Knowing God

Pencil Preaching for Sunday, August 21, 2022

“Lord, will only a few people be saved?” (Luke 13:23).

Twenty-First Sunday in Ordinary Time

Isa 66:18-21; Ps 117; Heb 12:5-7, 11-13; Luke 13:22-30

The path to salvation passes through a narrow gate. Jesus’ own mission took him through a baptism of fire. Every disciple must lose his life to gain it. The treasure we seek will cost us everything. Only those who pick up their crosses can follow Jesus.

With these and other metaphors and parables, Jesus tries to prepare us for our own paschal passage, when we must surrender ourselves to the paradox of his own death and resurrection.

In today’s Gospel, people who had thought they had fulfilled every ritual requirement and earned every credential as faithful Christians are shocked to find themselves excluded. What was missing? The Master of the House does not recognize them because in all their busy focus on formal church membership they have never nurtured a personal relationship with God.
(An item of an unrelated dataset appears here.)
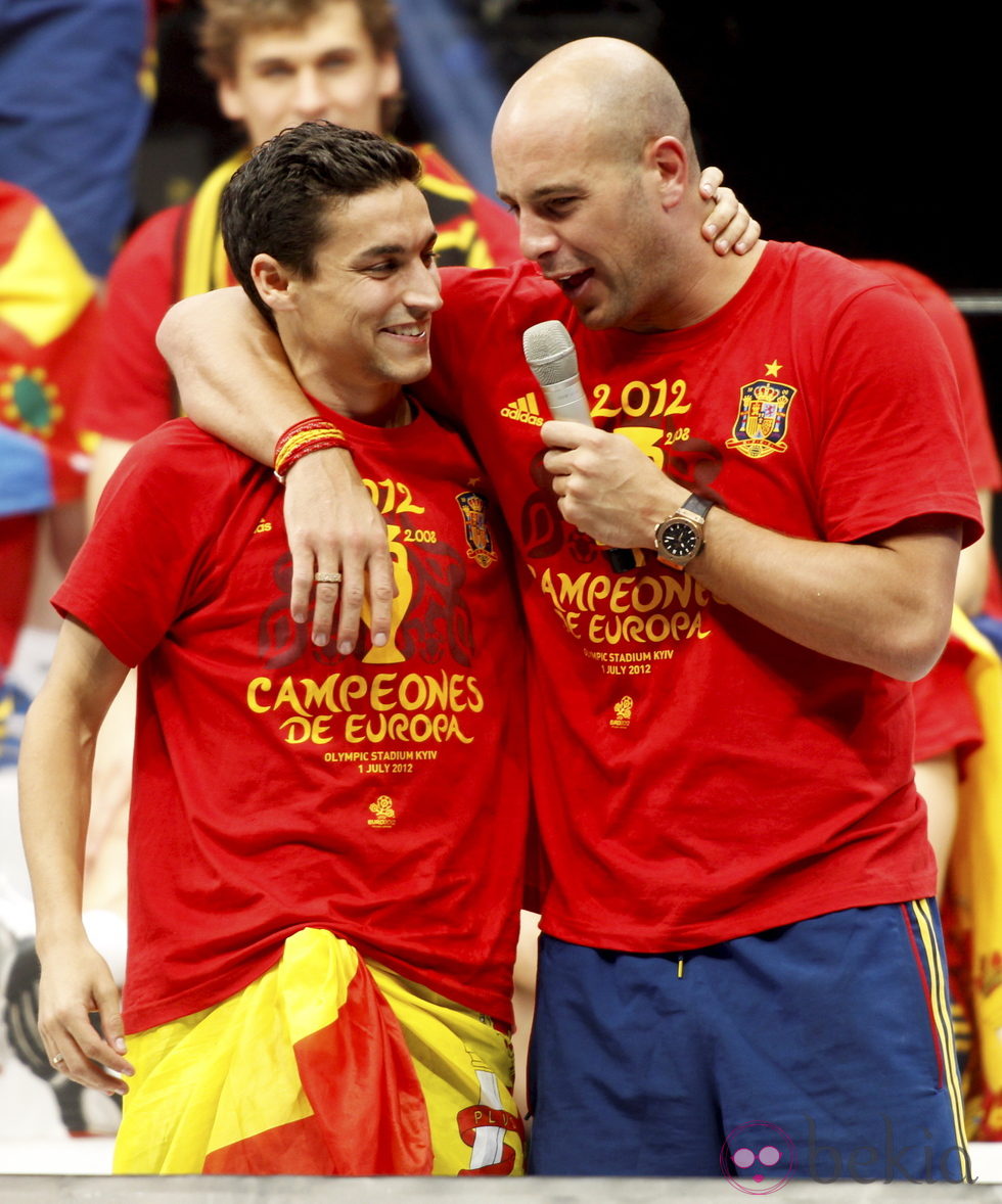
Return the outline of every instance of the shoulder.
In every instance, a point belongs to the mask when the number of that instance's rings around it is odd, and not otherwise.
[[[254,461],[195,426],[189,418],[163,423],[129,448],[108,484],[108,495],[157,490],[193,502],[228,488]],[[104,501],[104,498],[102,498]]]
[[[148,258],[151,255],[170,256],[173,248],[173,240],[177,236],[178,226],[187,209],[187,205],[172,205],[170,208],[160,209],[153,217],[147,218],[129,236],[116,259],[116,264],[130,259]]]
[[[477,315],[503,307],[511,314],[511,321],[519,324],[529,314],[538,313],[543,318],[566,317],[571,307],[560,290],[540,276],[535,264],[521,261],[509,267],[487,267],[470,271],[461,267],[442,268],[442,297],[446,302],[443,315],[449,319],[459,317],[459,311],[468,312],[472,306]],[[453,313],[448,313],[448,307]],[[437,321],[442,318],[437,317]]]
Other parables like the story of the wise bridesmaids who had extra oil or the wise man who built house on rock teach the same message. The essence of salvation is to enter into a personal relationship with God and to build your life on a foundation of carrying out the Word of God. Those who do this, even if they are outside the formal circles of faith and church affiliation, will be recognized as true children of God. Outsiders will become insiders, the last will be first.

In his emphasis on encounter and surprise, Pope Francis has tried to free Catholics from any complacency or sense of entitlement simply because they are members of the church. God comes when we least expect it, and in ways we cannot anticipate or control. Every day is filled with new challenges and opportunities, and only if we are free enough to go with the flow and respond to each grace do we discover God in the moment.

How different this encounter with the living God is from rule keeping and merit counting. Discipleship is a way of life, a love story and an adventure. We will know we are alive and living it when we feel the joy of the Gospel.